Sunday, April 24, 2011

jane eyre: notes after percolation

WHY JANE EYRE WHY??

now let's just all bear in mind that had i liked this film, i would have been somewhat disappointed.  i came to watch it suck, and it sucked.

acting: quite good.

direction: not bad.

basic premise of fragmentary kaleidoscope of jane eyre plot-nessfulness: RUDE but promising, for the first half hour or so.

presentation of conditions of jane eyre's young life: not bad!  helen burns was there and she didn't dispense any advice about advertising!

other points of eyre-y goodness: two whole rivers sisters!  with lines!  st. john/jane eyre relationship made interesting, and is not totally disrespectful of what appear to me to be bronte's intentions!  jane eyre has no pretensions to being a naturalist...mia wasikowska gave a luminous performance...soundtrack could have been worse...blanche is not blonde...

it was the core rochester/jane relationship that sucked, though not for lack of trying.  my personal opinion of rochester is that bronte gives a very exact depiction of him, and thereby renders him impossible to cast.  jane eyre is also a very exacting character, but somehow you can get a likeable jane out of many different types of people (not charlotte gainsbourg, but many people [ruth wilson still being my favorite--though i have a friend that i think would play the part the best of anyone ever]).  the closest i've ever been able to come to getting a good casting of rochester, though, even just in my head, is right now, when i'm thinking that kristin chenoweth would do a great job with the part, if hell froze over and she somehow got the opportunity.  rochester is just impossible to make right.  orson welles is all thunder and no humor, timothy dalton, though awesome, is too byron and not enough bothwell, toby stephens is way too suave... and i like all of these performances.  i just feel bad for michael fassbender.  he's trying to play this impossible part, and the only support he's getting from either the script or the production is a miniscule flower and a neckcloth.  who could do anything with those materials?  mcguyver?  maybe he could make a weapon with which to free himself from a tricky situation (victorian england, for instance), but even he couldn't construct a rochester characterization worth balls.  fassbender did a great job with what he was given--but this seemed to consist of, "okay, now stare at an angle to the camera.  you can't flirt with jane, so just pant at her.  make it more angry!  now more sensitive!  angrier!  sensitiver!  i don't know, something with your nostrils, maybe?  are you wearing the neckcloth?  do you have your tiny flower?"

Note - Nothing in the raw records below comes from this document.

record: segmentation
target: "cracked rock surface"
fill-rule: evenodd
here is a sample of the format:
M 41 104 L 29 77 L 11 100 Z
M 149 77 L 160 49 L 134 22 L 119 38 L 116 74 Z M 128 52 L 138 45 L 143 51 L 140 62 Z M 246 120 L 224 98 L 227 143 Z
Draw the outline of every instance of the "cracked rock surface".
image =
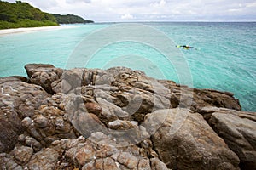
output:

i'm wondering how many woman directors there have been of jane eyre...how many woman screenwriters...  it's sexist of me, i know.  i didn't think the direction was that bad.  i read a review at the movie theater (you know, one of those they post on cardboard) in which cary fukunaga discussed having read the book several times, and i felt like i could see what he'd read expressed in the movie.  his interpretation of jane, who, as the review pointed out, can get lost in the furor sometimes, was quite respectable.  not perfect (for a rabid fangirl, there is no such thing) but certainly well within respectable range.

to put it in the most abstract terms, i felt like the movie's intensity of purpose was admirable, and its use of its materials was kind of deplorable.  it faltered worst when it came to rochester, turning the whole thornfield sequence into something almost painful to experience, and not in the i-identify kind of way, but in the i-wish-this-were-less-teh-suck* kind of way.  a sequence of shots of cherry trees does not a romance make. 

UNFORTUNATELY!!  am i right?  am i right?

hey, maybe robert downey jr. could rochester it righteously.  i just like the idea of kristin chenoweth.

*rereading my megatokyo volumes; sorry.